Git Archaeology

2023-03-21
programming, git

TL;DR: Check out my STUDY_NOTES.md on Git if you want a quick understanding of (ancient) Git internals!

I’ve been using Git since 2009. In all that time I never really bothered with understanding Git internals, because frankly after learning what a directed acyclic graph (DAG) was, everything just fell into place.

That’s going to change, because in the coming weeks, I will start contributing to Git on a somewhat regular basis (at least, that’s the plan). It won’t be the first time contributing to the project (which I did back in 2014), but I will need to begin studying how Git works under the hood.

To that end, I spent the better part of last weekend trying to understand Git’s internals. The current Git codebase is a bit daunting, and there’s no way that I’m going to read it all any time soon. But the very first commit of Git is small enough to read in one sitting, and so I tried compiling it (there were lots of errors), while taking notes in the source code directly. I also actually used the produced binaries to prove to myself that yes, this system actually does work even at this primitive stage.

Now, there are major differences between this ancient root-commit version of “Git” and modern Git. However, I’ve taken note of all such differences (at least as many as I could gather, within reason) by digging into the Git mailing list archive to try to make sense of why things were changed the way they were (e.g., How come we have so-called “pack” files? How come the SHA1 hash of an object (using sha1sum) is not the same as its directory name plus filename?) You can see my notes in the STUDY_NOTES.md file for the answers.
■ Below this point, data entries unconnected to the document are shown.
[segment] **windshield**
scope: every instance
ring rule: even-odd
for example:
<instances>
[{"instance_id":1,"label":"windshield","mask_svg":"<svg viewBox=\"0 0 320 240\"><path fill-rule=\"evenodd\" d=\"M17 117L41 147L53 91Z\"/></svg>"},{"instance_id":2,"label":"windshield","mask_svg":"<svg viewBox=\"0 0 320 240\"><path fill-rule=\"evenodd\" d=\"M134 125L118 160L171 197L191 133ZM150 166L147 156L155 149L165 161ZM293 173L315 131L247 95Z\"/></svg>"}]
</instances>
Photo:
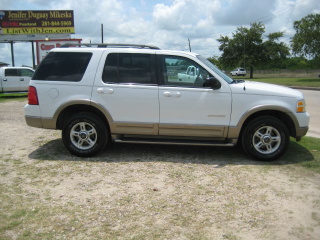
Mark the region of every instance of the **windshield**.
<instances>
[{"instance_id":1,"label":"windshield","mask_svg":"<svg viewBox=\"0 0 320 240\"><path fill-rule=\"evenodd\" d=\"M211 69L212 69L215 72L216 72L218 75L221 76L222 78L224 78L226 82L228 84L231 84L233 82L233 80L230 78L229 76L226 75L224 72L222 72L218 67L214 65L214 64L209 61L208 59L204 58L200 55L197 55L196 58L199 59L201 62L202 62L206 65L208 66Z\"/></svg>"}]
</instances>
I have to admit that I found Linus Torvalds’ initial design decisions to be impressively elegant. Reading the first commit made me have multiple “ah-ha!” moments behind why Git has a distinction between the index and the working tree, why it doesn’t track empty directories, why Git doesn’t care if you blow away the working tree as long as the .git folder is intact, etc. And the code is pretty easy to follow! It’s a great resource for any aspiring C hacker.

Note: I’ve reproduced the study notes below for posterity. Do check out the branch directly, or apply the patches yourself on the root commit.

Root-commit Git study notes

This is a special branch of Git for learning purposes. It is special because it is based off the absolute minimal “ancient” implementation of Git (Linus Torvald’s root commit at e83c5163316f89bfbde7d9ab23ca2e25604af290), with some small changes to make it easy to compile with Nix (see the Makefile changes) and also “feel” more like modern Git (namely, the use of .git/ instead of .dircache/). Yes, you can technically grab the 100th or so commit which basically has all of the changes I made, but you’d be dealing with a lot more code to read. If you just want to quickly understand Git’s data structures, there’s honestly nothing faster than reading the root commit (it’s only ~1000 lines of C, including comments) and with some additional notes to fill in any missing gaps (which this document tries to do).

The biggest revelation I had while creating these notes is that Git’s data structures have proven to be incredibly stable — the initial idea of an object database (.git/objects/...) and the cache (.git/index) were there from day 1 and are still the main workhorses for Git. Knowing these two concepts will radically reduce the perceived complexity of modern Git’s numerous bells and whistles, as every other thing you see in the .git folder are mere extensions of these two essential data structures.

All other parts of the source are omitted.